Angela's life may have ended early; she was so young and full of life with a contagious smile. But Angela fought her battle with cancer with grace and faith. She fought a good fight and she inspired, encouraged and touched many lives along the way. She died believing that God could still heal her, but even if he didn't, she knew that earth was not her home and heaven was a reward. When you visit someone at the hospital who is in so much pain that words cannot even describe, to die really is gain.
On June 9th, 2013, five days after my niece was born, my grandfather passed away from a stroke. His had been a long fulfilling life. He lived well into his nineties with vigor and strength. Even in his nineties, he could still walk and see. He was one lucky man and we celebrate his life. One may ask, how is it that one is given such a long and fulfilling life and others are given a short life on earth? I don't know why but I know that a person's life should not be judged by the number of years that they live but by the lives that they have touched and impacted while on earth. Angela may not have lived long but her life was complete and she accomplished her purpose for her life on earth. She left behind a legacy of faith and I'm sure she will be told 'well done, good and faithful servant."

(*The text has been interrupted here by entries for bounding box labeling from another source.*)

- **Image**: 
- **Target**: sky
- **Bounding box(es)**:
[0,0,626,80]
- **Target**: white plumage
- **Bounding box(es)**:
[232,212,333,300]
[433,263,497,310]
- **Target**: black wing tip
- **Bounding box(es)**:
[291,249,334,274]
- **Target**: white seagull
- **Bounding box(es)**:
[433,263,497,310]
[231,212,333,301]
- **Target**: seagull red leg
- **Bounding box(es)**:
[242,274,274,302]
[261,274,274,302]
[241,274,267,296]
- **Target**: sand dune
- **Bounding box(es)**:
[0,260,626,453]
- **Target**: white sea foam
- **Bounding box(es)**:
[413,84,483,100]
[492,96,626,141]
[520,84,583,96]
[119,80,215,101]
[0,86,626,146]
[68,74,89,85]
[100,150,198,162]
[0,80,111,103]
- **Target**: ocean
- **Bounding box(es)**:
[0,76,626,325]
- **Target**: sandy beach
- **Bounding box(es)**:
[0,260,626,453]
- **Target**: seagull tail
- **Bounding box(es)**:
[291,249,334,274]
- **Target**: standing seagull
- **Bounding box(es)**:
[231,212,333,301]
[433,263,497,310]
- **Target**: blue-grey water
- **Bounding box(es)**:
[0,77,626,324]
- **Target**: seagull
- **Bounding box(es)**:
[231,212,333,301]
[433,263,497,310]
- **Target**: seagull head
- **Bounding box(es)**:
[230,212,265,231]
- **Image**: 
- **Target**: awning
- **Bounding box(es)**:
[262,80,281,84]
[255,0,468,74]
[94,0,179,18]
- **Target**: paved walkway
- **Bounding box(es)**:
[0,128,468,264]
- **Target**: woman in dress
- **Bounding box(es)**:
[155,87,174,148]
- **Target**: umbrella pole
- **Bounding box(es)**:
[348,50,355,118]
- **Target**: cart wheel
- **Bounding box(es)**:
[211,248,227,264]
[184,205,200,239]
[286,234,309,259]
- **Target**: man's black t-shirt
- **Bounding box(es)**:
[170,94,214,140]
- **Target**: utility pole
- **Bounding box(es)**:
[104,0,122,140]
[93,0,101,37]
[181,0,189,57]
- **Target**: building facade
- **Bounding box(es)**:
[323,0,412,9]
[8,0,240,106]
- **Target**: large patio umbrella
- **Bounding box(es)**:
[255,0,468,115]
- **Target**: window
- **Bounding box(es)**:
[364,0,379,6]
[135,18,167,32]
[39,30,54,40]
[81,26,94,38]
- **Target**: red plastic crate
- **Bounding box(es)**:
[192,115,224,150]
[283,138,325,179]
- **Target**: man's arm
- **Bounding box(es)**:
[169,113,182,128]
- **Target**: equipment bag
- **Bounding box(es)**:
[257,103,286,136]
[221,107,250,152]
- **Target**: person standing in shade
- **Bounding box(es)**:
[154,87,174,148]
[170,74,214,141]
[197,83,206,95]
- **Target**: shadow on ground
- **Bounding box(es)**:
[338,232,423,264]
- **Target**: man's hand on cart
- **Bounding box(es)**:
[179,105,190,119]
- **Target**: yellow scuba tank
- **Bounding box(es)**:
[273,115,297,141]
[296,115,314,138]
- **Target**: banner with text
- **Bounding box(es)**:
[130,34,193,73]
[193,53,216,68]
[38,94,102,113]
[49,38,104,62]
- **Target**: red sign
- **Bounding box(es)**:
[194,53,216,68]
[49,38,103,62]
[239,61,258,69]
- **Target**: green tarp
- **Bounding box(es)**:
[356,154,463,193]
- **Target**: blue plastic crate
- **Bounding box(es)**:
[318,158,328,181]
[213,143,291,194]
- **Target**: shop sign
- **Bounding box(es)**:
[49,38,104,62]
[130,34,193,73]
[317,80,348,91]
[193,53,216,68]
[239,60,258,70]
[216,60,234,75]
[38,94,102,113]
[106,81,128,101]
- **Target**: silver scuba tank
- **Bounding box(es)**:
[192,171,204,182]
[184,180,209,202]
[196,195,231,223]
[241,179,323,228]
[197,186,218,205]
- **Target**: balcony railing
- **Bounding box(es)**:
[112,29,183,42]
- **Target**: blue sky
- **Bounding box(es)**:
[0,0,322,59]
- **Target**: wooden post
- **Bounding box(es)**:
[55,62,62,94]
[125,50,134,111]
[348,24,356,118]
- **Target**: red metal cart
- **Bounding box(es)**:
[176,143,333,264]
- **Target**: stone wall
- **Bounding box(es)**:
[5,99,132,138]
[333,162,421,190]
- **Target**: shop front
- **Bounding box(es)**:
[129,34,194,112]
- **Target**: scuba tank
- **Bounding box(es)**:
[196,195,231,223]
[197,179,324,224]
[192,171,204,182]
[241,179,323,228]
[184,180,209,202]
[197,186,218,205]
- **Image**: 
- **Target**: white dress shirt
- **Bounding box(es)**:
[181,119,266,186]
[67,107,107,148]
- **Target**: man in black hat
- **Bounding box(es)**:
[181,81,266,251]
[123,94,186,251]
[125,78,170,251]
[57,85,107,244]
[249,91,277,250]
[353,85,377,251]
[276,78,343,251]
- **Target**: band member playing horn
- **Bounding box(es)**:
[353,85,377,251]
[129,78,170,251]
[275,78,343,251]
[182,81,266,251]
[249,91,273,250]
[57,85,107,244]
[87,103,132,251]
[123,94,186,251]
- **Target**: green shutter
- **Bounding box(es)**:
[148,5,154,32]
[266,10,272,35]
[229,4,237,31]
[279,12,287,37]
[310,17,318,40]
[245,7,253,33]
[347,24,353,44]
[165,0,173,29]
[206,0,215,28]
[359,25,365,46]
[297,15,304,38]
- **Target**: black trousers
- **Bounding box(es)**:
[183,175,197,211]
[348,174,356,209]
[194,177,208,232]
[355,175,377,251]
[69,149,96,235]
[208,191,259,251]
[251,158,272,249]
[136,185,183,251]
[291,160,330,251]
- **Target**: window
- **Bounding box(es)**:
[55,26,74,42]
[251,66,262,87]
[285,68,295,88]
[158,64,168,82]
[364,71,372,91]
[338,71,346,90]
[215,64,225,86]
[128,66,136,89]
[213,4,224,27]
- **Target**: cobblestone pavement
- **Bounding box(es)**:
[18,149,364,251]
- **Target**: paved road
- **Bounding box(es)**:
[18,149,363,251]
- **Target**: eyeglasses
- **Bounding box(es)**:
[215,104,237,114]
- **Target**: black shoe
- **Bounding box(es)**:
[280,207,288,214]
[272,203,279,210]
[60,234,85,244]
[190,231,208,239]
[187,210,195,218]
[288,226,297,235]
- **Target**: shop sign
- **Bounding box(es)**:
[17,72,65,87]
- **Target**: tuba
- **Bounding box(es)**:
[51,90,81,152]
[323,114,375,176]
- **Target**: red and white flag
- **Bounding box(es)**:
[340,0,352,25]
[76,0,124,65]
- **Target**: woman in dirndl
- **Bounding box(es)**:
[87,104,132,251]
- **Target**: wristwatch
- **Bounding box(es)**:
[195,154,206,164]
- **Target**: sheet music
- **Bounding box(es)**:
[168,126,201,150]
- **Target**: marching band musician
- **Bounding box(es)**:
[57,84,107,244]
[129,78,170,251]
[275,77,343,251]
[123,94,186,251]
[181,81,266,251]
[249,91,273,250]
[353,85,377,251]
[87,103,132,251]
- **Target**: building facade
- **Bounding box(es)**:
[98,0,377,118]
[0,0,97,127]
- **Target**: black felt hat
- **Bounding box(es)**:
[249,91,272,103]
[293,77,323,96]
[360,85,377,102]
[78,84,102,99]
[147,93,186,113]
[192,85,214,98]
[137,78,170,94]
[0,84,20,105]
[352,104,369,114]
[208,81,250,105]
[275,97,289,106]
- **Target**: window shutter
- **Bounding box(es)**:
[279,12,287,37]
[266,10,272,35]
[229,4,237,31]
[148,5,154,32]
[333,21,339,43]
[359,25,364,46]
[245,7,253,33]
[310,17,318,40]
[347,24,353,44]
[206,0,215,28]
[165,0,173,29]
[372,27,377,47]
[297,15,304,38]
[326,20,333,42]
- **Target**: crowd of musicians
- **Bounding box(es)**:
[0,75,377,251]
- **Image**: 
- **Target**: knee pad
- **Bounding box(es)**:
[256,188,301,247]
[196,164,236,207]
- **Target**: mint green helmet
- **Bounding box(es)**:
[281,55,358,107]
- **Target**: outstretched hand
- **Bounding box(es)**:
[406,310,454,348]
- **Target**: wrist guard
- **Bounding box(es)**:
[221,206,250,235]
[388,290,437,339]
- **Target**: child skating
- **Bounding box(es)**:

At around 11:30 pm, Angela's mom called to speak to my dad and I heard him tell her what he told me earlier that many years ago when my little late brother was sick and he was in so much pain, my dad was praying that if it was God's will to take him, he should take him because he could not bear to see him in so much pain. There's nothing more painful than a parent burying his/her child.
To Angela, I say, you did well, you finished strong and we are all proud of you. Earth just lost a very special person but heaven deserves you more. You will be missed but you are in a better place, so until we meet again, may your soul rest in eternal peace in the presence of your savior! And may God comfort and strengthen your family and friends with the comfort and strength that only he can give.